Ken Kuang, a junior computer engineering major and international student from China, took Bhardwaj’s class as a general education requirement, but found himself falling in love with the class.
Bhardwaj’s quirky teaching tactics and knowledge of his field drew Kuang in. He’s now mourning the loss of one of his favorite professors.
“He was our Jedi master,” Kuang said. “He wanted us to all be the same. It doesn’t matter to him what race you are, where you’re from, if you did a great job or made a mistake; we’re all his family. If he saw that the class was lacking energy, he brought out one of his funny characters, or acted all dramatic or yelled something funny to wake us all up. He expected everyone to participate for every minute of his class, and we did.”
For Kuang, Bhardwaj’s class became more than an “easy A.” It became a life lesson that he values dearly.

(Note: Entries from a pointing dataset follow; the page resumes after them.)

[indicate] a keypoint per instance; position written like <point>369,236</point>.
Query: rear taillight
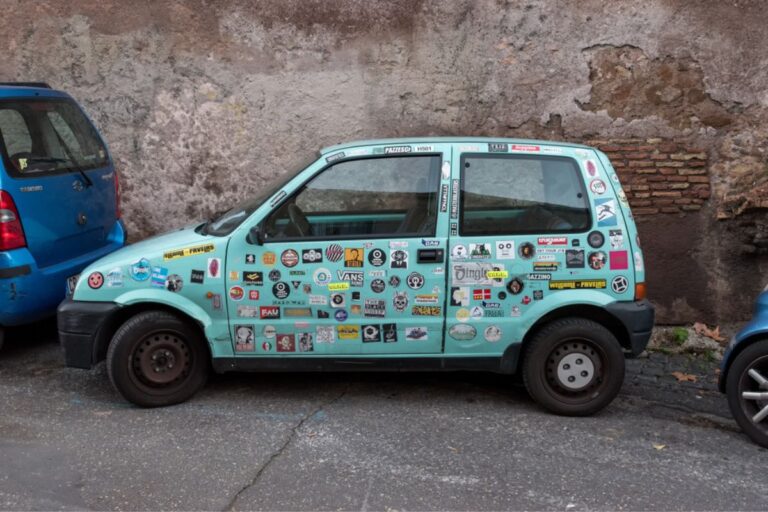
<point>11,232</point>
<point>118,213</point>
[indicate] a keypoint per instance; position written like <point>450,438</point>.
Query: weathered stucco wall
<point>203,100</point>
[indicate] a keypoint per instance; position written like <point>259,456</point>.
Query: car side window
<point>518,194</point>
<point>367,197</point>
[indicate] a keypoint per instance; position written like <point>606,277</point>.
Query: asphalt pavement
<point>452,441</point>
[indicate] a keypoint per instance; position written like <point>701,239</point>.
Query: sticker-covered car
<point>422,254</point>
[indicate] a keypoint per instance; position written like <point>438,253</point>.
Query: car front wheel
<point>157,359</point>
<point>573,367</point>
<point>747,389</point>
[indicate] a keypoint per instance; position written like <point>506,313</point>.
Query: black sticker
<point>515,286</point>
<point>527,250</point>
<point>254,278</point>
<point>390,333</point>
<point>281,290</point>
<point>312,256</point>
<point>377,257</point>
<point>596,239</point>
<point>197,276</point>
<point>574,258</point>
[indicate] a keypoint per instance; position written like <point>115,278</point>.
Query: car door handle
<point>430,256</point>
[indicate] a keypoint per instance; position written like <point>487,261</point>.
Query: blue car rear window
<point>48,136</point>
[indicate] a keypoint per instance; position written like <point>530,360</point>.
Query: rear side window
<point>519,194</point>
<point>39,137</point>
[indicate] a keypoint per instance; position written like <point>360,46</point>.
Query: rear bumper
<point>637,318</point>
<point>29,293</point>
<point>79,325</point>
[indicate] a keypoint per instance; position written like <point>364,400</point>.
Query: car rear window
<point>44,136</point>
<point>518,194</point>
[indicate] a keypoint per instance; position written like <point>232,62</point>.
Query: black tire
<point>739,381</point>
<point>156,359</point>
<point>573,367</point>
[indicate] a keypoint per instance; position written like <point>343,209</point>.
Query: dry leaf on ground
<point>684,377</point>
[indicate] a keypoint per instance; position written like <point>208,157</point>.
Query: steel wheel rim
<point>753,393</point>
<point>161,360</point>
<point>571,383</point>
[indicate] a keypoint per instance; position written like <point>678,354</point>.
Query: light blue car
<point>744,374</point>
<point>437,254</point>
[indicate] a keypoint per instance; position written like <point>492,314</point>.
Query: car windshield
<point>48,136</point>
<point>224,224</point>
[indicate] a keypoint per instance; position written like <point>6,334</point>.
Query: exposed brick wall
<point>659,175</point>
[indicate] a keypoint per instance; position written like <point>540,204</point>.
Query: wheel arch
<point>111,324</point>
<point>591,312</point>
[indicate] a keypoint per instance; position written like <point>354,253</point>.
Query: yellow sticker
<point>188,251</point>
<point>348,332</point>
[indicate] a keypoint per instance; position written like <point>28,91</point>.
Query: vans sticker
<point>141,270</point>
<point>505,250</point>
<point>619,260</point>
<point>188,251</point>
<point>606,212</point>
<point>244,338</point>
<point>593,284</point>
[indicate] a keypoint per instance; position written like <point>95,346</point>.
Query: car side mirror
<point>254,236</point>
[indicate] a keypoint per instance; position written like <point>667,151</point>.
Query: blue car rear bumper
<point>29,293</point>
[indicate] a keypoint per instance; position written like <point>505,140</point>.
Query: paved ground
<point>366,442</point>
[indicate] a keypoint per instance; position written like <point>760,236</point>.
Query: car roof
<point>29,89</point>
<point>445,140</point>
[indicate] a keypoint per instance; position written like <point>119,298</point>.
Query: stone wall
<point>201,101</point>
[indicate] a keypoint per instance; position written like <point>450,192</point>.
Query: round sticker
<point>95,280</point>
<point>377,257</point>
<point>596,260</point>
<point>619,284</point>
<point>492,334</point>
<point>174,283</point>
<point>415,280</point>
<point>141,270</point>
<point>322,276</point>
<point>236,293</point>
<point>596,239</point>
<point>597,187</point>
<point>281,290</point>
<point>289,258</point>
<point>515,286</point>
<point>527,250</point>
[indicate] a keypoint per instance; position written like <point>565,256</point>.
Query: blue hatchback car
<point>744,374</point>
<point>59,200</point>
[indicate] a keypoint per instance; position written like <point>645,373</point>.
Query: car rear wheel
<point>157,359</point>
<point>747,389</point>
<point>573,367</point>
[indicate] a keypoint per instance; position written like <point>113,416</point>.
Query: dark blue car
<point>744,374</point>
<point>59,200</point>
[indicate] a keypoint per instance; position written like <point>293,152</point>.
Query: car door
<point>352,262</point>
<point>521,217</point>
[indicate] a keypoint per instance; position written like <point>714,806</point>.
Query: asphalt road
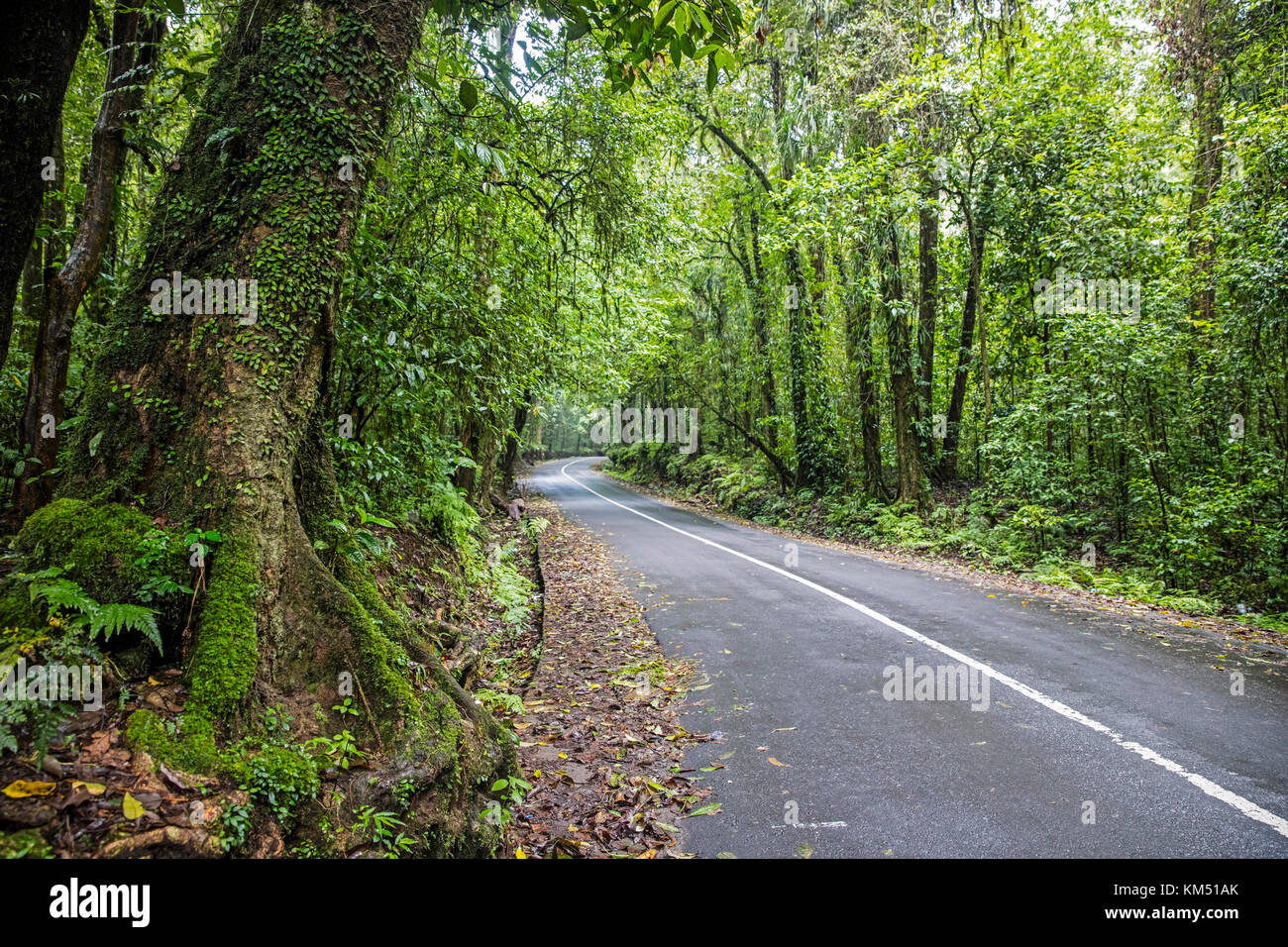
<point>1090,737</point>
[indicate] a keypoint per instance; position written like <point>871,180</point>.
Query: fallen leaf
<point>708,809</point>
<point>21,789</point>
<point>132,806</point>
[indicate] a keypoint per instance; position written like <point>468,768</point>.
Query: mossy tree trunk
<point>38,52</point>
<point>215,418</point>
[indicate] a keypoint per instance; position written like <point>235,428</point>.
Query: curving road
<point>1087,737</point>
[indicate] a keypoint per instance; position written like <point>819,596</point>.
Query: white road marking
<point>1233,799</point>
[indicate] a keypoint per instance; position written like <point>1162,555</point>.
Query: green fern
<point>89,615</point>
<point>115,617</point>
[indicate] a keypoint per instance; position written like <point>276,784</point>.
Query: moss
<point>227,652</point>
<point>192,749</point>
<point>16,608</point>
<point>281,777</point>
<point>102,547</point>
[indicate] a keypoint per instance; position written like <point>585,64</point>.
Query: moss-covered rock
<point>112,552</point>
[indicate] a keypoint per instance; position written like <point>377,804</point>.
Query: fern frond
<point>115,617</point>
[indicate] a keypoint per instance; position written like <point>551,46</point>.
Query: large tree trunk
<point>1210,137</point>
<point>927,312</point>
<point>38,52</point>
<point>130,58</point>
<point>215,419</point>
<point>957,399</point>
<point>903,382</point>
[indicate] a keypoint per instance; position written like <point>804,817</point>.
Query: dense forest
<point>1005,281</point>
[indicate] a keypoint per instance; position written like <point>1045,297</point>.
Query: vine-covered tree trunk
<point>957,397</point>
<point>38,52</point>
<point>903,382</point>
<point>130,62</point>
<point>213,418</point>
<point>927,311</point>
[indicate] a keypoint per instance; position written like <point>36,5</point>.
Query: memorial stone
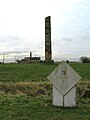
<point>64,80</point>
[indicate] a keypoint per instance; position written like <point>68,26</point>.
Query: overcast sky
<point>22,28</point>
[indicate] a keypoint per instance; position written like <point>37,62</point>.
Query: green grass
<point>31,98</point>
<point>40,108</point>
<point>24,72</point>
<point>36,72</point>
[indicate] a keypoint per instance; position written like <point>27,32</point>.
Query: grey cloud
<point>67,39</point>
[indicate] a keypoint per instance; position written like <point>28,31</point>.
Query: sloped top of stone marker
<point>64,78</point>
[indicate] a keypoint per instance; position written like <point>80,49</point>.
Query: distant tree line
<point>85,59</point>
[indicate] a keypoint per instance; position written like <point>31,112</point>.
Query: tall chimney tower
<point>48,49</point>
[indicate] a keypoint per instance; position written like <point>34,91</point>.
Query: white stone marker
<point>64,80</point>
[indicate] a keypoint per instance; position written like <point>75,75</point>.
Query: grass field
<point>40,108</point>
<point>36,72</point>
<point>25,93</point>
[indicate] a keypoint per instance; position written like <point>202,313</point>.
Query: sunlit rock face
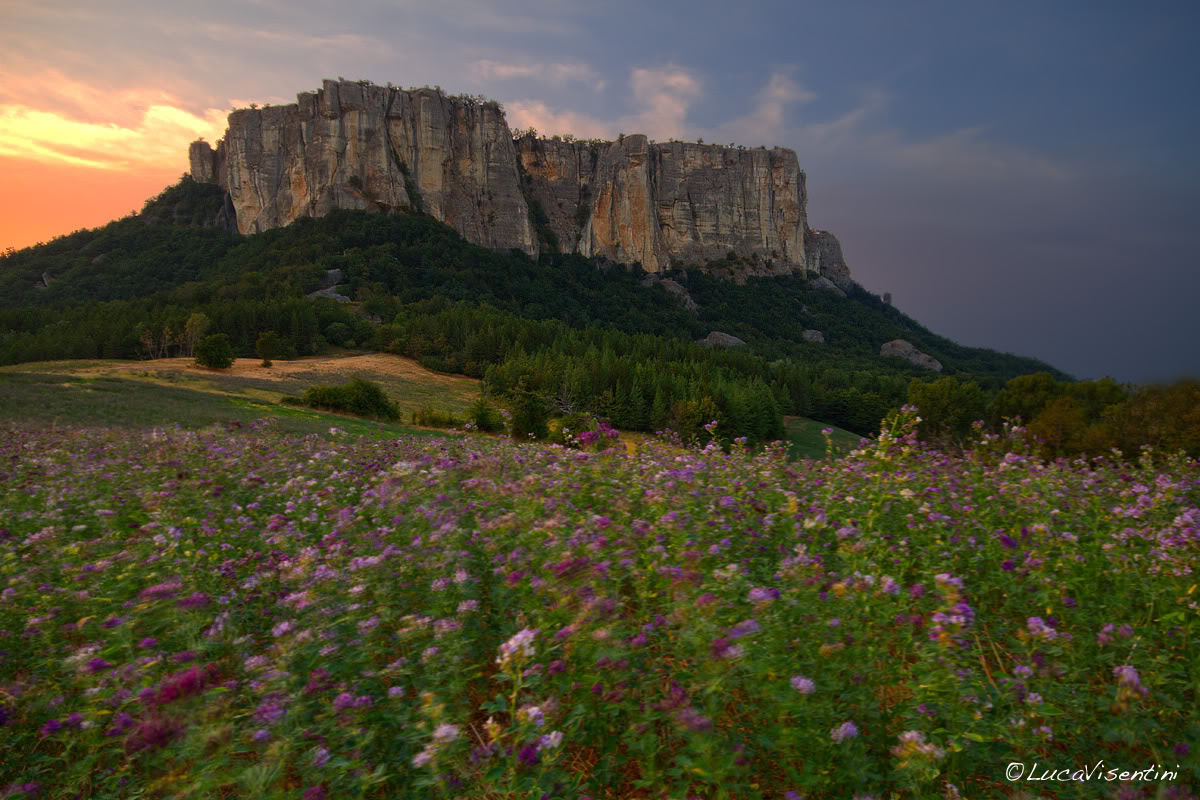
<point>357,145</point>
<point>364,146</point>
<point>670,204</point>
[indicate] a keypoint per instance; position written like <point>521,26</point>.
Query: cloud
<point>556,74</point>
<point>292,41</point>
<point>153,133</point>
<point>660,97</point>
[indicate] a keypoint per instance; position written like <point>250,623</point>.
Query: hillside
<point>106,293</point>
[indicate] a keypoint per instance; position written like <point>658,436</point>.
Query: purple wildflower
<point>803,685</point>
<point>528,755</point>
<point>160,591</point>
<point>694,720</point>
<point>153,733</point>
<point>195,600</point>
<point>745,627</point>
<point>844,732</point>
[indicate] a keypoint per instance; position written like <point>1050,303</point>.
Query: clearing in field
<point>166,391</point>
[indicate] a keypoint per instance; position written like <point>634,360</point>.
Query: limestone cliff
<point>353,145</point>
<point>670,204</point>
<point>364,146</point>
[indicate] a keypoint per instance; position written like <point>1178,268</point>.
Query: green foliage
<point>485,416</point>
<point>155,276</point>
<point>1165,417</point>
<point>431,417</point>
<point>531,414</point>
<point>948,408</point>
<point>360,397</point>
<point>268,347</point>
<point>339,334</point>
<point>215,352</point>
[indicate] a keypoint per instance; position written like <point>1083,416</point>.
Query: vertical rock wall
<point>352,145</point>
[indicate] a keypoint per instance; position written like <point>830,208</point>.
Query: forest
<point>583,335</point>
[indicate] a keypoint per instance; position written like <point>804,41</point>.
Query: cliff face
<point>670,204</point>
<point>365,146</point>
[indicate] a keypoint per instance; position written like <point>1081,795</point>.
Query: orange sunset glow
<point>75,156</point>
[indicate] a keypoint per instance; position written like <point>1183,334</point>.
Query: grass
<point>148,394</point>
<point>805,440</point>
<point>106,401</point>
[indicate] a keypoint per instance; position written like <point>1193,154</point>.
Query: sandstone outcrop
<point>826,259</point>
<point>717,338</point>
<point>906,350</point>
<point>822,282</point>
<point>670,204</point>
<point>357,145</point>
<point>673,288</point>
<point>353,145</point>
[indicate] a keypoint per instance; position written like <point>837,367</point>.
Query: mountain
<point>664,205</point>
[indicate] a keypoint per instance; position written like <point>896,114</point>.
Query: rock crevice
<point>357,145</point>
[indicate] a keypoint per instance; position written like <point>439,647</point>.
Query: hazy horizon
<point>1018,178</point>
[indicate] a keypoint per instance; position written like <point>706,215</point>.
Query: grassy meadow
<point>168,391</point>
<point>232,612</point>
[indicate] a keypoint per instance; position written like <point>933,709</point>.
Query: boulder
<point>678,290</point>
<point>903,349</point>
<point>717,338</point>
<point>331,293</point>
<point>822,282</point>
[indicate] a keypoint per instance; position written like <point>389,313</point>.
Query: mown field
<point>244,612</point>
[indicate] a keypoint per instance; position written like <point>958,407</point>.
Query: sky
<point>1019,175</point>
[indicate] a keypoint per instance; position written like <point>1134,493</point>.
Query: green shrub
<point>268,347</point>
<point>337,334</point>
<point>431,417</point>
<point>215,352</point>
<point>360,397</point>
<point>531,414</point>
<point>485,416</point>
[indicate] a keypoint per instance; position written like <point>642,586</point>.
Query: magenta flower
<point>153,734</point>
<point>196,600</point>
<point>803,685</point>
<point>844,732</point>
<point>160,591</point>
<point>97,665</point>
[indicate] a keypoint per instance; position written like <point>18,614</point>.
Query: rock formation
<point>718,338</point>
<point>906,350</point>
<point>357,145</point>
<point>670,204</point>
<point>825,257</point>
<point>352,145</point>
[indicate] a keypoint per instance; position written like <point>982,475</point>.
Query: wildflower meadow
<point>241,613</point>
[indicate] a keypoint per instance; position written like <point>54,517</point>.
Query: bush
<point>268,347</point>
<point>360,397</point>
<point>485,416</point>
<point>215,352</point>
<point>531,414</point>
<point>337,334</point>
<point>433,419</point>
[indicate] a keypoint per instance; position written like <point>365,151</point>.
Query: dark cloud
<point>1019,175</point>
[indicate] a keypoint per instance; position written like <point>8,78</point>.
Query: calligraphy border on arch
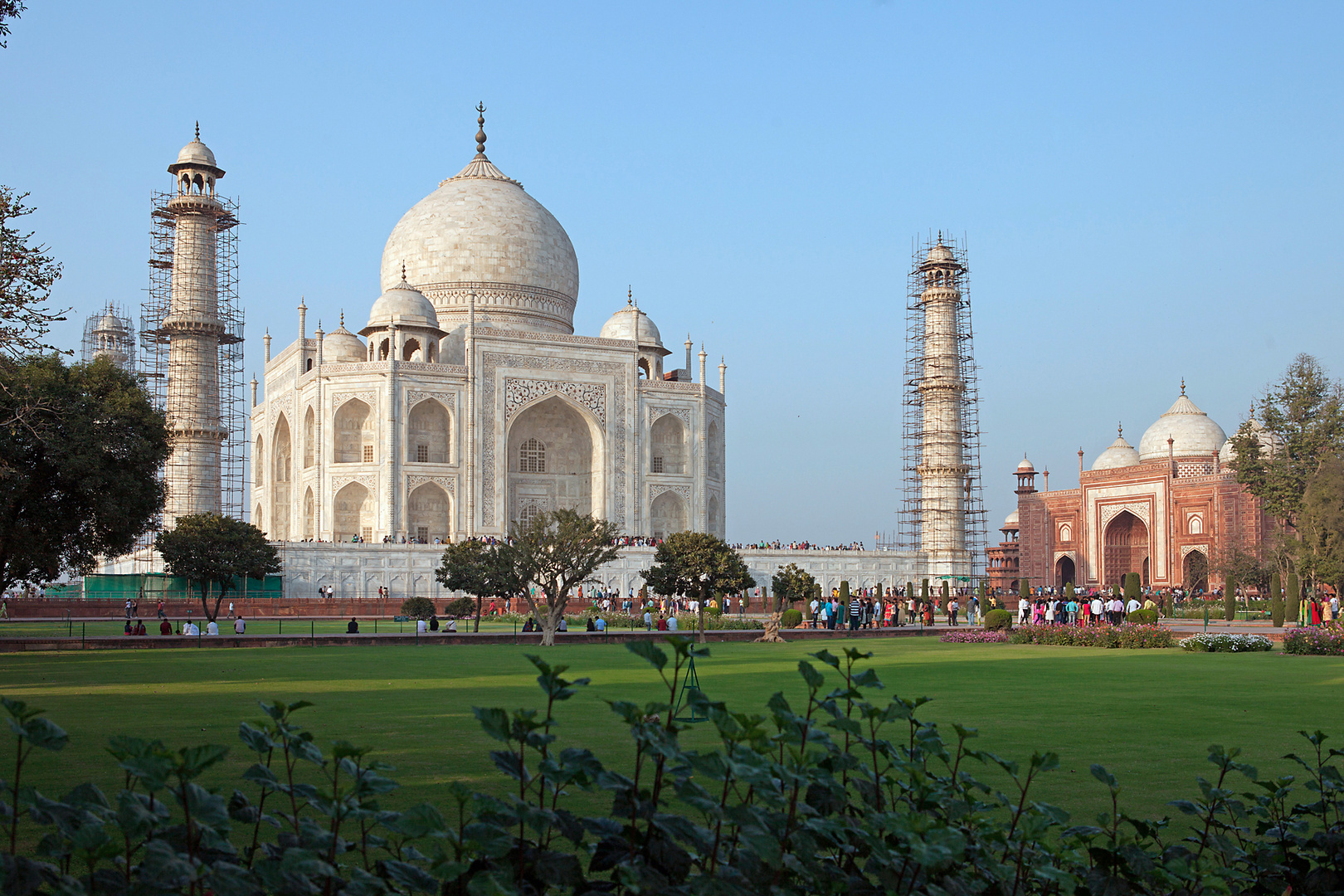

“This class is about African Americans. Being from China, I never really learned anything about the way they feel in society,” Kuang said. “But I realized, it’s not just African Americans he’s really talking about. He reaches all of us when he teaches his lessons. In the class you can openly communicate with Dr. B and all the fellow students. He makes us realize that we’re all not that different.”
Kuang said all students hope to have a professor like Bhardwaj during their college careers. He doesn’t understand why the university is punishing Bhardwaj when there’s so many students who swear by the lessons Bhardwaj instilled in them.
“I’m upset that I didn’t take his class earlier. That way I could have spent an entire semester with him,” Kuang said. “He’s the type of professor you see in a movie, that everyone loves and adores.”